The NOW Web is the cyberspace that contains all those packets of information or Instants that are moving around. Think of that Google Chat message you just received or the indication that you now have 10 Friends online in Facebook or that text message you just received on your cell phone. Many of them last only for a very short period of time and then disappear without trace. Only a very minute fraction of these are associated with a hyperlink or Uniform Resource Locator (URI) so can never be crawled.
They are presumably not part of the Information space that Google wishes to catalogue. They would never have the hyperlink information that allows the Google algorithms with their PageRank concept to offer them as relevant answers to queries.
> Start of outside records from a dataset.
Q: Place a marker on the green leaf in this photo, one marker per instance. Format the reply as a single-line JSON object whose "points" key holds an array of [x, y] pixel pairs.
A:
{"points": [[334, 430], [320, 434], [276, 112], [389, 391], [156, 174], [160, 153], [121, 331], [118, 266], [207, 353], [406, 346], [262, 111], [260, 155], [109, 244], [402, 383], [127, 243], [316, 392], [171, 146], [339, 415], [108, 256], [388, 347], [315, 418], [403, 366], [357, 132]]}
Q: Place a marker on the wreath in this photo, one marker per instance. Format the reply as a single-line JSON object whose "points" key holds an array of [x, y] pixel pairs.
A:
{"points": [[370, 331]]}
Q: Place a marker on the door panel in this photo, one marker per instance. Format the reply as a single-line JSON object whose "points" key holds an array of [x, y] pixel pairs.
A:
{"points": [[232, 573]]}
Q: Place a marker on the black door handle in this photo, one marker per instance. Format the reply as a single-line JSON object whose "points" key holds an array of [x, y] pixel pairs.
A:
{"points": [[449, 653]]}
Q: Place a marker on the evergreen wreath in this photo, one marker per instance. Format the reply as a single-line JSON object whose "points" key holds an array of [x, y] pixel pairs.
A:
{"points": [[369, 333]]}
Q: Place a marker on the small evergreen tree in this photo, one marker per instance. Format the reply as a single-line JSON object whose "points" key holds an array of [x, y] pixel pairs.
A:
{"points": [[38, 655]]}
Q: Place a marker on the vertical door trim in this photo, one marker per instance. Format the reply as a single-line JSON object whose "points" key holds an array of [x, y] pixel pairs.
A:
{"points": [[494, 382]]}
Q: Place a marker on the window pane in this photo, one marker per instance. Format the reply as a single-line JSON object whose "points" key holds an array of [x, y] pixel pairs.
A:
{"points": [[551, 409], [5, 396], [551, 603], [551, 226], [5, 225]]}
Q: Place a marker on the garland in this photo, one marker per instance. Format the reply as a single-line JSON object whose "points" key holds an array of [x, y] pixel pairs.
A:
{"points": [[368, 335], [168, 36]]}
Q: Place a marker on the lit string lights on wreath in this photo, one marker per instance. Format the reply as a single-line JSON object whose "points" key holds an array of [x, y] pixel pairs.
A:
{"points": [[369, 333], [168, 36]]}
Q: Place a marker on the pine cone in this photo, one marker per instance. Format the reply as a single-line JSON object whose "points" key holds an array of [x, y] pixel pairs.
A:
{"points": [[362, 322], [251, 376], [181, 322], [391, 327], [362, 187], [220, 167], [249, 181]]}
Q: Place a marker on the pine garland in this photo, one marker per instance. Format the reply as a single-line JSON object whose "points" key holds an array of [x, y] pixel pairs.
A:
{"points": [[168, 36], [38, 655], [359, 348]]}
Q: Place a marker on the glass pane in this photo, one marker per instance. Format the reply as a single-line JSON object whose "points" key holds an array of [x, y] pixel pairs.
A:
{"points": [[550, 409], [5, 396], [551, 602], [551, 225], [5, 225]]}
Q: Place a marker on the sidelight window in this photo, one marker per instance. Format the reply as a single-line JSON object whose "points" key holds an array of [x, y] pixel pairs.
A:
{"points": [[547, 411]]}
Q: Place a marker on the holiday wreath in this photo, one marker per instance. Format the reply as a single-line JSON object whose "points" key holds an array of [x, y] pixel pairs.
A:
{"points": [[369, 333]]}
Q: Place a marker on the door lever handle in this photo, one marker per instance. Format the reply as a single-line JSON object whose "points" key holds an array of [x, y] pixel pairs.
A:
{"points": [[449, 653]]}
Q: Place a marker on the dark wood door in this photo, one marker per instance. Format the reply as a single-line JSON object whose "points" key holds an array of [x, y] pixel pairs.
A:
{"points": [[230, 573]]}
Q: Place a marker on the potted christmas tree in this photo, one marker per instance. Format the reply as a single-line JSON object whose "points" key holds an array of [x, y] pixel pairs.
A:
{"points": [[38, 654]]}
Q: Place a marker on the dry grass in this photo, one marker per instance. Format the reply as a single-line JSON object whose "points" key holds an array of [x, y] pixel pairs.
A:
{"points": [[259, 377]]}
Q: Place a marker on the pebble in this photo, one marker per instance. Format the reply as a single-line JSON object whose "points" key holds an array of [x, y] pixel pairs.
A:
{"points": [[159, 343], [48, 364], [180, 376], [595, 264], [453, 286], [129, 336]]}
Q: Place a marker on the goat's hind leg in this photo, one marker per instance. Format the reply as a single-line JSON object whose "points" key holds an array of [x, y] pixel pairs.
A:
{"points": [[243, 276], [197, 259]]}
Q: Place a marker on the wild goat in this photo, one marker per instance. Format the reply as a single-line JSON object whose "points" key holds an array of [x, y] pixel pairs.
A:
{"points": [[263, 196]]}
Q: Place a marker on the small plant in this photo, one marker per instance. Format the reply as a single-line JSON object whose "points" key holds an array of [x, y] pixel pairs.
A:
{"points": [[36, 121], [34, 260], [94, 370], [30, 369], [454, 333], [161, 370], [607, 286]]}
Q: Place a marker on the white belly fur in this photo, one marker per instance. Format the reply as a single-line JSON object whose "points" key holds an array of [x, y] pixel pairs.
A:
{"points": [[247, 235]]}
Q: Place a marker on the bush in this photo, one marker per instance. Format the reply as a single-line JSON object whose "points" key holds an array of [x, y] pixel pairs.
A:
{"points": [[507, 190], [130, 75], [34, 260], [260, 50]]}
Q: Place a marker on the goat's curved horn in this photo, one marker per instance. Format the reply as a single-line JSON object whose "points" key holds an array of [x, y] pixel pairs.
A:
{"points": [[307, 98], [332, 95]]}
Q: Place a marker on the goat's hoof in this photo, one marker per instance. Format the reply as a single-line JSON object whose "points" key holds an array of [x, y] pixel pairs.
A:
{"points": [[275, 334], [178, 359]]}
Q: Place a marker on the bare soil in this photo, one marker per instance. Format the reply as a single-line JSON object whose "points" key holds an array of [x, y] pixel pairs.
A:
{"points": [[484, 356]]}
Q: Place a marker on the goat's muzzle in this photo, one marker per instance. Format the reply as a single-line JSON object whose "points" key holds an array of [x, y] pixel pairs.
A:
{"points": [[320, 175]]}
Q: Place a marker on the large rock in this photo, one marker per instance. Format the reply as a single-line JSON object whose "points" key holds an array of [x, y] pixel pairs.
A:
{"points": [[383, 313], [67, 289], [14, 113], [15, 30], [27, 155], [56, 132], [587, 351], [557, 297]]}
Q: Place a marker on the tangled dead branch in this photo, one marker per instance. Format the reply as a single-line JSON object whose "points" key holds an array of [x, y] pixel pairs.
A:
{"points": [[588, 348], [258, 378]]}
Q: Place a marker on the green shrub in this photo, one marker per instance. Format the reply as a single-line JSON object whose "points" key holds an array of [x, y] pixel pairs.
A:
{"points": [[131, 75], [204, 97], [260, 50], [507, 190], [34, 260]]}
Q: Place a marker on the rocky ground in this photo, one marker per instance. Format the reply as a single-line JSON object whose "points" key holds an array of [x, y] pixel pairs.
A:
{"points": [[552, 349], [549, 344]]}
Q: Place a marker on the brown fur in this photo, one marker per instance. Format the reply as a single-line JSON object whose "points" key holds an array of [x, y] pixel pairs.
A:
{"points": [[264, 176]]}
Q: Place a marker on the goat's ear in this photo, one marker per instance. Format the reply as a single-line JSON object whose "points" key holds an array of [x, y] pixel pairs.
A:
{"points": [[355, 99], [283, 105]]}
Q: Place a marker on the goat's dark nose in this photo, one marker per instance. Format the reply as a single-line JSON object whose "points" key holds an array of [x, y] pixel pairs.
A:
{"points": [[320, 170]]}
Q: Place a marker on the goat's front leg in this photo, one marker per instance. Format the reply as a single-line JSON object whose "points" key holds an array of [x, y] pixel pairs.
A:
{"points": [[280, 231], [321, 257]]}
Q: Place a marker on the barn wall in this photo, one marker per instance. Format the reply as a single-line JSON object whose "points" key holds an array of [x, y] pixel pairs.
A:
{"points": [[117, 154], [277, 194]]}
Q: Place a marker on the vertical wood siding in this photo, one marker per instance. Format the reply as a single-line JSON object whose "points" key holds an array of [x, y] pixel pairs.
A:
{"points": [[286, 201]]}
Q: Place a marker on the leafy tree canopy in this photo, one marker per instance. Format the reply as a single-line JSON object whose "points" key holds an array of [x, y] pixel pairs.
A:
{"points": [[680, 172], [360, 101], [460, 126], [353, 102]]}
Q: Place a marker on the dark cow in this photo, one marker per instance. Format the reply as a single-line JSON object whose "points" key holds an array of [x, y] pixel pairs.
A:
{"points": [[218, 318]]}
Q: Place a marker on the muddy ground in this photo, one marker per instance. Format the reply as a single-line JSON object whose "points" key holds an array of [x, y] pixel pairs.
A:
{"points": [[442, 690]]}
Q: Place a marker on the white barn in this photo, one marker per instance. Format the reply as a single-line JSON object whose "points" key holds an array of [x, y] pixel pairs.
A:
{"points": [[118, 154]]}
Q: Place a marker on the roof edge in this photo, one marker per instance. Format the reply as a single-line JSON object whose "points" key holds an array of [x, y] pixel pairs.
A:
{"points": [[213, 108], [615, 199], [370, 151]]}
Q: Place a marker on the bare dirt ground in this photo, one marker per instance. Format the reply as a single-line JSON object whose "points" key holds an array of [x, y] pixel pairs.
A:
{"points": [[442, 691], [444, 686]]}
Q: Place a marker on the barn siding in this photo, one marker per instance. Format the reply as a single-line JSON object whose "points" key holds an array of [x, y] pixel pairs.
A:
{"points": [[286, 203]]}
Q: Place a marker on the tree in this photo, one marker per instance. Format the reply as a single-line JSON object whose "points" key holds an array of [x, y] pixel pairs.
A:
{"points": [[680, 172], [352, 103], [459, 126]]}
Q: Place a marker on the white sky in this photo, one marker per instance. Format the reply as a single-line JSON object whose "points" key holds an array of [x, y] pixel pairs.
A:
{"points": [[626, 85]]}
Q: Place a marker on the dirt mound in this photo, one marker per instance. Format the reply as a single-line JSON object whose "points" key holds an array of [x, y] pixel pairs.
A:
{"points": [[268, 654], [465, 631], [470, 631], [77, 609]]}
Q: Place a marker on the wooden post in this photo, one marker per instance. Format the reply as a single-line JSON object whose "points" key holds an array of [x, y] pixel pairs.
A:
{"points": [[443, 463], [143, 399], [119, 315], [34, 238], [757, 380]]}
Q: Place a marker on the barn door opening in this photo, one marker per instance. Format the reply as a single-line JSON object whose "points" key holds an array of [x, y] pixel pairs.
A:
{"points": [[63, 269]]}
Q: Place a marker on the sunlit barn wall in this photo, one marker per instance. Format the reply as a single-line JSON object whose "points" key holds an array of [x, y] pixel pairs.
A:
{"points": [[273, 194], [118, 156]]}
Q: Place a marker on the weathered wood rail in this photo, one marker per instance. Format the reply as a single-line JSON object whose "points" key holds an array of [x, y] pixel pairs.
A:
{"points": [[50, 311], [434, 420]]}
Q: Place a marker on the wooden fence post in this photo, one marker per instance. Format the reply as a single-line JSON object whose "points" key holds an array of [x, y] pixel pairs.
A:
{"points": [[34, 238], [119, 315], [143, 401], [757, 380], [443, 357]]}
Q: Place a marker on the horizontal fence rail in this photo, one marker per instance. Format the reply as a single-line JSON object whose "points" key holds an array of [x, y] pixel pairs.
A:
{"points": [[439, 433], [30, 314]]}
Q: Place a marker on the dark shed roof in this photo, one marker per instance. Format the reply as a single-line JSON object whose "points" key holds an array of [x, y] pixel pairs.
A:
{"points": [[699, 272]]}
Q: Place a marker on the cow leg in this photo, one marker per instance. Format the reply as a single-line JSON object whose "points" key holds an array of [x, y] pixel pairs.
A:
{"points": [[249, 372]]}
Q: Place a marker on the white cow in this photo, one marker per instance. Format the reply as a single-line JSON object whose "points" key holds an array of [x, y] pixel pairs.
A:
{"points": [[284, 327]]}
Now the New York Times has pointed out that part of this NOW Web does persist but is still uncrawlable by crawlers or spiders. They are using the name, Deep Web, for that and suggesting that this is a ‘Deep Web’ That Google Can’t Grasp.
Search engines rely on programs known as crawlers (or spiders) that gather information by following the trails of hyperlinks that tie the Web together. “The crawlable Web is the tip of the iceberg,” says Anand Rajaraman, co-founder of Kosmix (www.kosmix.com), a Deep Web search start-up. Kosmix has developed software that matches searches with the databases most likely to yield relevant information, then returns an overview of the topic drawn from multiple sources.
With millions of databases connected to the Web, and endless possible permutations of search terms, there is simply no way for any search engine — no matter how powerful — to sift through every possible combination of data on the fly.
If that is true for the Deep Web, how much more true is it for the very much bigger NOW Web.
This obviously creates problems for Google with its mission to catalogue all information. However there are two consolations for Google:
- Searching these non-crawlable cyberspaces represents an enormous challenge
- Google can certainly achieve all its financial objectives by focusing on the crawlable Web.
It all depends whether Google will follow Peter Drucker’s advice to Focus, Focus, Focus or whether they wish to dream an impossible dream.